5.5.06

Un trocito de España

Es mi última noche “oficial” en Songkhla. Por “oficial” se entiende simplemente que en el programa nocturno no se incluyen ni alcohol ni mujeres. La verdad es que ya estoy algo cansado de visitar cada noche los mismos bares, pero este pueblo no da para más. ¿O me equivoco? Tal vez. Será cuestión de salir en plan aventurero y adentrarse por parajes ignotos.
Tomo mi habitual moto-taxi. No hace falta que le diga ya a dónde voy. Seguro que a estas alturas, mi fama de alcohólico putero irredento ha recorrido todo el hotel. No me extraña que luego, todos los occidentales tengamos esa fama. Por uno que cae por el hotel y resulta que se dedica a dormir de día y a beber de noche.
Hago el recorrido habitual y no encuentro nada que me llame la atención. Para más INRI veo a la policía haciendo una redada en un local porque han pasado algunos minutos de la una, hora oficial de cierre.

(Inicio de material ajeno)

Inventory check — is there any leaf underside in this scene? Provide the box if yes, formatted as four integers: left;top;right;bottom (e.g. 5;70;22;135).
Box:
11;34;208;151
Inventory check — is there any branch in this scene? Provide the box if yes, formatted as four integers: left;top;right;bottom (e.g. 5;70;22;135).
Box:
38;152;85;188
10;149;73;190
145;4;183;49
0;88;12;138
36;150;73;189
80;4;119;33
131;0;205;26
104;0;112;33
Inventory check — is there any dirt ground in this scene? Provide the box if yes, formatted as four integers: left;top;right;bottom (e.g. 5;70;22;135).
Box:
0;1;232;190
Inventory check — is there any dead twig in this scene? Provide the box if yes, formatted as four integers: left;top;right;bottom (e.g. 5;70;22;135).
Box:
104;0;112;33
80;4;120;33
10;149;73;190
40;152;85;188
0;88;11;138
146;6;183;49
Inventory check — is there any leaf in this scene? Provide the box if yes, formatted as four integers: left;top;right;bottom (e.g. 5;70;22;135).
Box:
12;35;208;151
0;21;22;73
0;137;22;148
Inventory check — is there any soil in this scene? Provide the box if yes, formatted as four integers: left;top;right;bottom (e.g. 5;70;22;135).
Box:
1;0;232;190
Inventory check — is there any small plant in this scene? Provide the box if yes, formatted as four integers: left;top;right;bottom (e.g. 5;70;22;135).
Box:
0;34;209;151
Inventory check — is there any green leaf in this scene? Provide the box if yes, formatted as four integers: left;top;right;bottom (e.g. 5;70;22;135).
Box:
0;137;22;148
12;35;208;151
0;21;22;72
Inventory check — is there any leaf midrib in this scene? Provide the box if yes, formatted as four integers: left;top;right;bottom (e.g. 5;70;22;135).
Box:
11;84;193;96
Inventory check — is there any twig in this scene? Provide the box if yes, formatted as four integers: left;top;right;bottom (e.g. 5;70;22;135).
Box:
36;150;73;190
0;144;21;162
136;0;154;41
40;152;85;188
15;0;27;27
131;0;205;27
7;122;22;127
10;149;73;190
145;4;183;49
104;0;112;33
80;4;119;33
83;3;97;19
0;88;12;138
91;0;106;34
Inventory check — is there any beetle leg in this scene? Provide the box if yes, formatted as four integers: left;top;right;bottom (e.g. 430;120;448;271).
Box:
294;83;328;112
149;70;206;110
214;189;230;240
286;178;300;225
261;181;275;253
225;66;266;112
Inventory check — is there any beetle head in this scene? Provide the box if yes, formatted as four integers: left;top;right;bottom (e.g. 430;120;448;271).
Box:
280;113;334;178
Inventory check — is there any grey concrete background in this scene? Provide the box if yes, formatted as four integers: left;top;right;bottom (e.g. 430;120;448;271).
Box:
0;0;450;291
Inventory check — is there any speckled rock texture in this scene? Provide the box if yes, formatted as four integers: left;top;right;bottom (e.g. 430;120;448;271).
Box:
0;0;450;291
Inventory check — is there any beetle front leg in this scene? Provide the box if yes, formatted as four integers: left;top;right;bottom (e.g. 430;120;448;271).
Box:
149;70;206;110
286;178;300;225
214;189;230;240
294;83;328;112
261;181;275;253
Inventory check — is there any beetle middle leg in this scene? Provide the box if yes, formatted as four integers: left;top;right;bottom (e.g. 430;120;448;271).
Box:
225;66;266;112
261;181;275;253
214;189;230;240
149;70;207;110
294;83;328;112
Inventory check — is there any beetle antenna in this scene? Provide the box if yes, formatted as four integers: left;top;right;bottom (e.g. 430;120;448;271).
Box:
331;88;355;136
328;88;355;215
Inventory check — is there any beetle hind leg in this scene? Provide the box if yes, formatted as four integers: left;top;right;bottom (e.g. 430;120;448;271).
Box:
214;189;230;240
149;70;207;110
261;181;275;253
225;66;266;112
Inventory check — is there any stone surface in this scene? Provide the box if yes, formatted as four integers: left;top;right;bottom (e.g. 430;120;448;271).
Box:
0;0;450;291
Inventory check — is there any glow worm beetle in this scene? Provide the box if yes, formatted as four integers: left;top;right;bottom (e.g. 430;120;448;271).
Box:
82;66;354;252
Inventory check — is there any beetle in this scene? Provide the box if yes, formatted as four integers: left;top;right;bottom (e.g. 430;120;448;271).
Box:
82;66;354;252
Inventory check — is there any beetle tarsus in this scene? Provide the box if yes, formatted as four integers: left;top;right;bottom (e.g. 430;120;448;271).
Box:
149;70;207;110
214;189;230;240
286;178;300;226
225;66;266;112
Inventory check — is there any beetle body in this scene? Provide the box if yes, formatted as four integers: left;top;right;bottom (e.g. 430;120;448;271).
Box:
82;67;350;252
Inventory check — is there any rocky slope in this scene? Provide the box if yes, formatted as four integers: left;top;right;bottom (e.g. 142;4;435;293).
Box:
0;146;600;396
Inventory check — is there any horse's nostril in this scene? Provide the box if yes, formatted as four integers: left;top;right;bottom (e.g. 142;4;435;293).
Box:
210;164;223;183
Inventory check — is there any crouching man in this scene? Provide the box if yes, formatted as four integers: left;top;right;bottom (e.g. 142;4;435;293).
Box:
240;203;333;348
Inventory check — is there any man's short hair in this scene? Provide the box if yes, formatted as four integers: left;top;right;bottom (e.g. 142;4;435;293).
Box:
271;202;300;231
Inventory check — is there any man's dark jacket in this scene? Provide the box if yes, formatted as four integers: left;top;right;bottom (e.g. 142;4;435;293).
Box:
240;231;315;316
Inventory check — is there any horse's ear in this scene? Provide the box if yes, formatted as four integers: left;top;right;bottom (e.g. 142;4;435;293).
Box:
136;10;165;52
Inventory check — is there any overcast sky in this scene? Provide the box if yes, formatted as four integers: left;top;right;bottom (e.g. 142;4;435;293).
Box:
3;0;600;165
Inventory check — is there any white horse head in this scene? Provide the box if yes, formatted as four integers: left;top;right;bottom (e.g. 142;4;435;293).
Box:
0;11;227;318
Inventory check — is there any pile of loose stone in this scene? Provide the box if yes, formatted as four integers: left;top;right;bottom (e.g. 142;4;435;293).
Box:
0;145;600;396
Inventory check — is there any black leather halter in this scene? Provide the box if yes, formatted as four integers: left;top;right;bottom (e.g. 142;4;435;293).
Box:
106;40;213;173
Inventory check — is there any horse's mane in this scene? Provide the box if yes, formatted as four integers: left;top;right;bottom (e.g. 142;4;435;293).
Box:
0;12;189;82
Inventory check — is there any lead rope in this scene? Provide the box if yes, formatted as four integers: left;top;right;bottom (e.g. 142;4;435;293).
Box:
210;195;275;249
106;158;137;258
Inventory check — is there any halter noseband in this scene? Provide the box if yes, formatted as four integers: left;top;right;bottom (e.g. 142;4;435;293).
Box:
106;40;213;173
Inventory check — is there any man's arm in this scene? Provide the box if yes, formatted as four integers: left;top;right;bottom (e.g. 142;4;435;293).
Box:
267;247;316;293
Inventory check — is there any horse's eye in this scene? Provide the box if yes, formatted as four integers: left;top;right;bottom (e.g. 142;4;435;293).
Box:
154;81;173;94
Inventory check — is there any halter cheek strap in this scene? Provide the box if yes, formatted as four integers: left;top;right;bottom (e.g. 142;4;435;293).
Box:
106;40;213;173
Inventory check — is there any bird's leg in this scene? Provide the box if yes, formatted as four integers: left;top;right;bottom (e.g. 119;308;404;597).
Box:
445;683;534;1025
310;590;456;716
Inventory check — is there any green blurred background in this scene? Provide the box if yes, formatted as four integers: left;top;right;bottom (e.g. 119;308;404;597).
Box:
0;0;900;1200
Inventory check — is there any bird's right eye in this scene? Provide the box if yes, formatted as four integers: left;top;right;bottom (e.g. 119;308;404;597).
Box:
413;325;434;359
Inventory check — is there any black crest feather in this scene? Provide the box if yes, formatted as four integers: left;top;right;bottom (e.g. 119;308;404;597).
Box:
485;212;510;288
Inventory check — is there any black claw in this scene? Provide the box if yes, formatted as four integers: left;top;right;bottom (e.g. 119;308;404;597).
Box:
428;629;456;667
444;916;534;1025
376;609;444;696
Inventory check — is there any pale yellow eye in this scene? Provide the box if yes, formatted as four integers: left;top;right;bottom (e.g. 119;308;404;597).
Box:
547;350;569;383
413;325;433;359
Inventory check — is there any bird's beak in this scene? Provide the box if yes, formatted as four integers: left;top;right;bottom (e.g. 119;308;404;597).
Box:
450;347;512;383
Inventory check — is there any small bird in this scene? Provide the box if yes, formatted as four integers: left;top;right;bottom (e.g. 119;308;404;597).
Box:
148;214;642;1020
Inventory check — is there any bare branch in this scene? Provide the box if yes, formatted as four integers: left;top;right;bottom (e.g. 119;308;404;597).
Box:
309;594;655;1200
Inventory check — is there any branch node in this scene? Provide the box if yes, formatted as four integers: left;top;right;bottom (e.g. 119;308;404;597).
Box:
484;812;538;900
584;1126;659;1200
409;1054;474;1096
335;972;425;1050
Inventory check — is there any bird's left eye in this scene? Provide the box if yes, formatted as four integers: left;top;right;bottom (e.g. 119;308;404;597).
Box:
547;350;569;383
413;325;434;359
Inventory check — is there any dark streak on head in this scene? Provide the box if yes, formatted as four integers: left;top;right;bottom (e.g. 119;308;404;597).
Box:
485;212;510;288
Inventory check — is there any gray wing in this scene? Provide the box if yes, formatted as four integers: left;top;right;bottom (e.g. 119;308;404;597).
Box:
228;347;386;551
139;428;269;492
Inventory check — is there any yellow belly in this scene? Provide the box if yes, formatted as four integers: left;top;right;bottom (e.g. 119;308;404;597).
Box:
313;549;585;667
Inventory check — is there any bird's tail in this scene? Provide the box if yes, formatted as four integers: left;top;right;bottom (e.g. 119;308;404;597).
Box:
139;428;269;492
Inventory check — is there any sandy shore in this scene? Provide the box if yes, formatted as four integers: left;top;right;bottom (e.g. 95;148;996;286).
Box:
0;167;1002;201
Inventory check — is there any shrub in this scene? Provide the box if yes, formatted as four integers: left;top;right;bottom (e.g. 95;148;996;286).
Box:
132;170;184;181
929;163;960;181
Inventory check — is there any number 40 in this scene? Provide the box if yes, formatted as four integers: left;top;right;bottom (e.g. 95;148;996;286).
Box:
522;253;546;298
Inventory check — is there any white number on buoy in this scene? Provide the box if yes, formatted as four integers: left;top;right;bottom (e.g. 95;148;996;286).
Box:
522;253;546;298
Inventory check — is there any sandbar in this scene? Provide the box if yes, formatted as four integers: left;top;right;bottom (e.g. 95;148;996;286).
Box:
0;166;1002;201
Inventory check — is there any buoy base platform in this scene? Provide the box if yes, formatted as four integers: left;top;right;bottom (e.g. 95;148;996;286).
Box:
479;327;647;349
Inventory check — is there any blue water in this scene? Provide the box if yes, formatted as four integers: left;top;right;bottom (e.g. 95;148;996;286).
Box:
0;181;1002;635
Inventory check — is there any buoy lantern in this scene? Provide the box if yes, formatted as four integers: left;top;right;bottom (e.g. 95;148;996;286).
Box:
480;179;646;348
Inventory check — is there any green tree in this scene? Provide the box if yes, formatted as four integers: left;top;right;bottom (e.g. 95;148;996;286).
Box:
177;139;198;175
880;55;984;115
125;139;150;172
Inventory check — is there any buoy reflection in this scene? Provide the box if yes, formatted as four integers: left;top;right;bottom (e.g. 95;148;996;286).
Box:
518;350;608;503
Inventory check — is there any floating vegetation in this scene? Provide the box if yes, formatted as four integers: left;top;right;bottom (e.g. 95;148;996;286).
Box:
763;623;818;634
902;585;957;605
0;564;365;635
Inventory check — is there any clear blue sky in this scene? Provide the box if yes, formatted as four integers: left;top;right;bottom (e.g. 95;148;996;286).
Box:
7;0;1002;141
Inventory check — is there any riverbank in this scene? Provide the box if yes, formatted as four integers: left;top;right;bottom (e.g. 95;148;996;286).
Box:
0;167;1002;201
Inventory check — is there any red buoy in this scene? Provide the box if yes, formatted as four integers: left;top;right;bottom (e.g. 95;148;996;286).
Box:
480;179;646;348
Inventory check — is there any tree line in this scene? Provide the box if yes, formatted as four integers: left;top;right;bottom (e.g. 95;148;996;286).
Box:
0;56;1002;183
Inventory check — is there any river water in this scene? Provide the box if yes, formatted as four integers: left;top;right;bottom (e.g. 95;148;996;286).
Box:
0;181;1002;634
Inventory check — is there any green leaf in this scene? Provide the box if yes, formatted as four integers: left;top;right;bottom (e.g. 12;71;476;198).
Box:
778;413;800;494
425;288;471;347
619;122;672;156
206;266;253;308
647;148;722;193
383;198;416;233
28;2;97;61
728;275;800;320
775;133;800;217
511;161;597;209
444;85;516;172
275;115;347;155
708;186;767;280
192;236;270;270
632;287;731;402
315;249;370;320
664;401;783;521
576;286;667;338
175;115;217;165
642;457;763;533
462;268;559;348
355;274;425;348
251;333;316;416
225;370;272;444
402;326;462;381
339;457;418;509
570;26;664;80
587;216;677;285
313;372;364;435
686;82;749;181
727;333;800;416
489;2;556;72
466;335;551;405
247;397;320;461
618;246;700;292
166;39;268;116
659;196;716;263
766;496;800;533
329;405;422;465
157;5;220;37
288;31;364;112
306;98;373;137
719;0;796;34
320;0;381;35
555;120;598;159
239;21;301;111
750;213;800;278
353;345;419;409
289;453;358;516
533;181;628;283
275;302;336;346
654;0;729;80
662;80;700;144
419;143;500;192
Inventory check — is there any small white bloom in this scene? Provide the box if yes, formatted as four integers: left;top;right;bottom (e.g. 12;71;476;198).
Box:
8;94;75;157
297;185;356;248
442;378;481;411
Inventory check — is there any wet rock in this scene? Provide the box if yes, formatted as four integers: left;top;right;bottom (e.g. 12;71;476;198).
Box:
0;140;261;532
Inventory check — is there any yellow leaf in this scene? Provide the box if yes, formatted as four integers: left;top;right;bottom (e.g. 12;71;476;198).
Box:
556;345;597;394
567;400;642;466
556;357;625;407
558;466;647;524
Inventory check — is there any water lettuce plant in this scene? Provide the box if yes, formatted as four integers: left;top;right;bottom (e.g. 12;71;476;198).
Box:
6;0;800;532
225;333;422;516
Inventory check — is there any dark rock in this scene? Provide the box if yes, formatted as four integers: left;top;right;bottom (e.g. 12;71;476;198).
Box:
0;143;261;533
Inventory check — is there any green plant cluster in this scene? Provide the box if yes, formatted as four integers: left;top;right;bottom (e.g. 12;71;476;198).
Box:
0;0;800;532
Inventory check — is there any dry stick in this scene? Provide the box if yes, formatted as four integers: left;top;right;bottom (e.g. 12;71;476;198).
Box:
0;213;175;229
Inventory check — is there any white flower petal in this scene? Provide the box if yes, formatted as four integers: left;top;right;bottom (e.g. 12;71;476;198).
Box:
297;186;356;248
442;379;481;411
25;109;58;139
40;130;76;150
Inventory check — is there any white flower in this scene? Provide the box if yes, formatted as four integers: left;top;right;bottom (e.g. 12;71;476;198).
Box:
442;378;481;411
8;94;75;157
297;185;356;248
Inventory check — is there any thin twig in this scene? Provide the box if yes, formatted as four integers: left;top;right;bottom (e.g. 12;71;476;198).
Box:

Amanezco a las 5 de la tarde

Desesperado deambulo arriba y abajo por la única calle que cuenta con “establecimientos de diversión”. Ando más perdido que Llamazares en Génova 13. Recurro a los únicos que pueden sacarme de mi momentánea crisis existencial. ¿Qué hago? ¿Quién soy? ¿Dónde estoy? El camino para encontrar las respuestas me lo pueden indicar esos extraños seres que pululan por toda la geografía tailandesa: los conductores de moto-taxi. Están sentados sobre una tarima de madera que hace las funciones de parada. Allí charlan, juegan, beben, en definitiva ven pasar la vida en ese cruce de dos calles de un pequeña urbe tropical. “¿Qué pasa por aquí?” les digo a modo de saludo. “Pues nada” responden sorprendidos, no tanto porque yo hable su idioma, sino porque me apalanco sobre su tarima y enciendo un cigarrillo. Charlamos un rato sobre lo de siempre para acabar en mi pregunta de siempre: ¿”Aquí dónde hay whisky y putas a estas horas?”. Barajan varios nombres pero no acaban de ponerse de acuerdo. “¡Eh! Que me da igual, que yo voy a todos lados”. Empezamos por … por … no acierto a definirlo. Podría ser una casa particular, una especie de cabaña, no sé, algo con cuatro paredes y un techo y unas guirlandas luminosas junto al obligado karaoke presente en cualquier casa o establecimiento asiático que se precie. Hay una barra, por lo que deduzco que se sirven bebidas. Nada más entrar, todas las miradas de los presentes se centran en mi persona. Me siento algo incómodo, pero por un whisky, no me importa pasar por ese momento de cierto bochorno. “Un Black Label con Sprite, por favor” le digo a la camarera. “No servimos alcohol después de la una, está prohibido. Sólo refrescos y cerveza” me responde. “Joder, cagonlahostia” pronuncio en claro castellano pero sin poner cara de cabreo, no vaya a ser que se crea que la he insultado y me saquen dos maromos a palos. Lo que más me indigna es que me digan que no venden alcohol pero sí cerveza. ¿Y la cerveza qué lleva? ¿Aguarrás? En España también he oído a veces frases como: “Hoy no voy a beber, sólo tomaré cerveza”. Están tan idiotizados que se quieren engañar a sí mismos pensando que la cerveza es coca-cola clarita.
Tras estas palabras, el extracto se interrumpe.